Part 3: Tip number 5 to improve project estimates

Project Estimation Methods

The following content is based on the whitepaper, “Bigger Than a Breadbox: 10 Tips for Better Project Estimates, Part 1,” written by Jerry Manas. For your reading convenience, we’ve decided to give it everlasting life here on the blog.

Much like a GPS uses satellite information on traffic patterns to calculate the remaining time on your trip, project estimation methods help you maintain a realistic project schedule. Contributor estimates, earned value, and earned schedules are all reinforced by Project Portfolio Management (PPM), which provides you with visibility throughout the entire organization and enables you to make more accurate plans. Guess you could say it’s the GPS of estimating.

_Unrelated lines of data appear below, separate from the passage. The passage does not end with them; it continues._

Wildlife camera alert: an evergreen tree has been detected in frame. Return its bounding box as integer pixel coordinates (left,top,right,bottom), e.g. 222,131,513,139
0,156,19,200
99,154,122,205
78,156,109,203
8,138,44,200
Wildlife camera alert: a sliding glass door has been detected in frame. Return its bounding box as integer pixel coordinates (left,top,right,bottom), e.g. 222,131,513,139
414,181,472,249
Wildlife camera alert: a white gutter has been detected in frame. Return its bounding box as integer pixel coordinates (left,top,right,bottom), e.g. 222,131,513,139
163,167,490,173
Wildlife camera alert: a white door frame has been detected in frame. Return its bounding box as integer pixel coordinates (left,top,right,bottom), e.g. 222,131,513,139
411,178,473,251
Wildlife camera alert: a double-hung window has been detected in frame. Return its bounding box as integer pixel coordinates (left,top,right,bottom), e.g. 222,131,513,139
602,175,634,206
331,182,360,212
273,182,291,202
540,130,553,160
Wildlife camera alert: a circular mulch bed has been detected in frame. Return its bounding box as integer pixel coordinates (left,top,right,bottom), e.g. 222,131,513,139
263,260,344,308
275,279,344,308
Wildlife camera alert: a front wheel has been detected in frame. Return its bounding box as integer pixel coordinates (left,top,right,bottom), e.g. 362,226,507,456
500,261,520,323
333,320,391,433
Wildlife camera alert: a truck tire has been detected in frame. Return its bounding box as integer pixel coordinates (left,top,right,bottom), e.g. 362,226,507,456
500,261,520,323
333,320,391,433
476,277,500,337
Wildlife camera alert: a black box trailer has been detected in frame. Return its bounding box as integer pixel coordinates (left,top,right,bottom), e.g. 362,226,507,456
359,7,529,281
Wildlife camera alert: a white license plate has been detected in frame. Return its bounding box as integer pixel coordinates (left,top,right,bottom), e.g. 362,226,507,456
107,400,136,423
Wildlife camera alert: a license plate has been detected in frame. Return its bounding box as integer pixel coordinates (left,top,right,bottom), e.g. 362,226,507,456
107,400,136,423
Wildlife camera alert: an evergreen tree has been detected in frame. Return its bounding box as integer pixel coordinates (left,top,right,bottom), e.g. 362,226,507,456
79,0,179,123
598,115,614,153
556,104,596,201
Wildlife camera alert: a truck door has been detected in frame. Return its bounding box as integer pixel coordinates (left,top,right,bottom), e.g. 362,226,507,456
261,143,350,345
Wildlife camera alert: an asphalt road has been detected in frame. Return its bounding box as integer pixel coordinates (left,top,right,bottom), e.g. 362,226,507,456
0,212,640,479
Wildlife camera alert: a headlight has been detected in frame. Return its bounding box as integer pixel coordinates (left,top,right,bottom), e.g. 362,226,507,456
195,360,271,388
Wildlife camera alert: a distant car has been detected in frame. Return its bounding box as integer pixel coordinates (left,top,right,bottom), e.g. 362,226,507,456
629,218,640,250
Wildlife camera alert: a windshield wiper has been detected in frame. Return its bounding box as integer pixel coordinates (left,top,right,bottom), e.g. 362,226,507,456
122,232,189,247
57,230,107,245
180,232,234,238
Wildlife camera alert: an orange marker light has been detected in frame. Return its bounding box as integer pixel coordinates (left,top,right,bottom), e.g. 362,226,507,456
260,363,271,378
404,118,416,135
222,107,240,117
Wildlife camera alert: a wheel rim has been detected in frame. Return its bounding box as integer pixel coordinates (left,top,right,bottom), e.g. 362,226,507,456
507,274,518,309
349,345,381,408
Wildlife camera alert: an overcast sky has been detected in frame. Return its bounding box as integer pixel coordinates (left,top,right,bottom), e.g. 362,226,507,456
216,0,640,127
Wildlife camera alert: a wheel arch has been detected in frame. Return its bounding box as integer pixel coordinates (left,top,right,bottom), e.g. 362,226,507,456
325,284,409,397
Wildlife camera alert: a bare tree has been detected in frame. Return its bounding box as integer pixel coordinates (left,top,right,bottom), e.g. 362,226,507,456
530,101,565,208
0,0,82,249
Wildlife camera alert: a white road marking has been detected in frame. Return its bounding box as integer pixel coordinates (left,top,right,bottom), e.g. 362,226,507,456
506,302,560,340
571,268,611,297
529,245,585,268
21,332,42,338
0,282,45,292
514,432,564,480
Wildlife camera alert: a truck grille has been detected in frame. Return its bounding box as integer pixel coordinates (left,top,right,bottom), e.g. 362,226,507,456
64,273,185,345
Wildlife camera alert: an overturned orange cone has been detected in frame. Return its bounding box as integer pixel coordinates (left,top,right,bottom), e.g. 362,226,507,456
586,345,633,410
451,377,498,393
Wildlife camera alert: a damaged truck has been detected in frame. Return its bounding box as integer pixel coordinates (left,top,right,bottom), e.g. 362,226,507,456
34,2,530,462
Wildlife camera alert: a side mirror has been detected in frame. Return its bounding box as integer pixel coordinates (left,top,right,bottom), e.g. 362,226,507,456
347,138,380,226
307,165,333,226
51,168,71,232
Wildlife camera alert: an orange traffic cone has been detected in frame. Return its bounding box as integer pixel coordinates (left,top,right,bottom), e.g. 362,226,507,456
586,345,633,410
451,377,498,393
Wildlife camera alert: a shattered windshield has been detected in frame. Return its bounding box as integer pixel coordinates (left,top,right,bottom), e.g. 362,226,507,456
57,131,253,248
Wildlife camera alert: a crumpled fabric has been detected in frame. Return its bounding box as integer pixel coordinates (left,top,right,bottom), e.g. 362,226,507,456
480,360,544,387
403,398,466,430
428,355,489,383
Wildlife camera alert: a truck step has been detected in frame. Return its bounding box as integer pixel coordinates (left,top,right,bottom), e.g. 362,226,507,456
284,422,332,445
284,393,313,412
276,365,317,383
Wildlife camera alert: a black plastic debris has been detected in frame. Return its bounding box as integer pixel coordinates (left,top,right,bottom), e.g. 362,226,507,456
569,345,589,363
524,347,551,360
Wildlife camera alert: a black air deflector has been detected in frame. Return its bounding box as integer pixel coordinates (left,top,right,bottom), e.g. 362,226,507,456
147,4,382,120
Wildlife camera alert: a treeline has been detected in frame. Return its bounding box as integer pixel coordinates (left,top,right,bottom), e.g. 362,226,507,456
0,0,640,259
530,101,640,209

Before reading ahead, we suggest you read up on the previous parts of this series, listed below:

Tip 5: The GPS of Estimating

  1. Contributor estimates

Contributor Estimates are a crucial, but often overlooked, aspect of project estimates. Resources executing tasks on their timesheets can and should provide the “current remaining estimate” of tasks they’re responsible for each week. This keeps the project schedule accurate in terms of remaining time and reflects the ongoing viewpoint of the people executing the tasks. Likewise, project managers should stay in communication with resources and resource managers to ensure availability for upcoming work.

  1. Earned Value

From a cost and value perspective, some organizations use Earned Value as a gauge for what’s remaining on a project. The concept is to take the percentage of work completed times the overall budget to speculate how much relative “value” has been achieved so far, compared to the value expected by this point. Earned Value is also often used to predict what it’s going to cost to complete the remainder of the project (Estimate-to-Completion) and what the overall project will end up costing (Estimate-at-Completion). The correct way to employ Earned Value is to base the percent-complete progress on weighted milestones, as not all tasks are created equal. The key point to remember is that Earned Value is not about schedule, but rather about value and budget.

  1. Earned Schedule

There is a rarely used derivative form of Earned Value called Earned Schedule, which attempts to determine the difference between when value for a task was delivered vs. when it should have been delivered. The intended result is to better identify schedule variances in a time-based manner. Those who have used Earned Schedule claim it to be a valuable and effective approach to schedule management. Even so, this does not take the place of contributor estimates, and can be used in conjunction with that.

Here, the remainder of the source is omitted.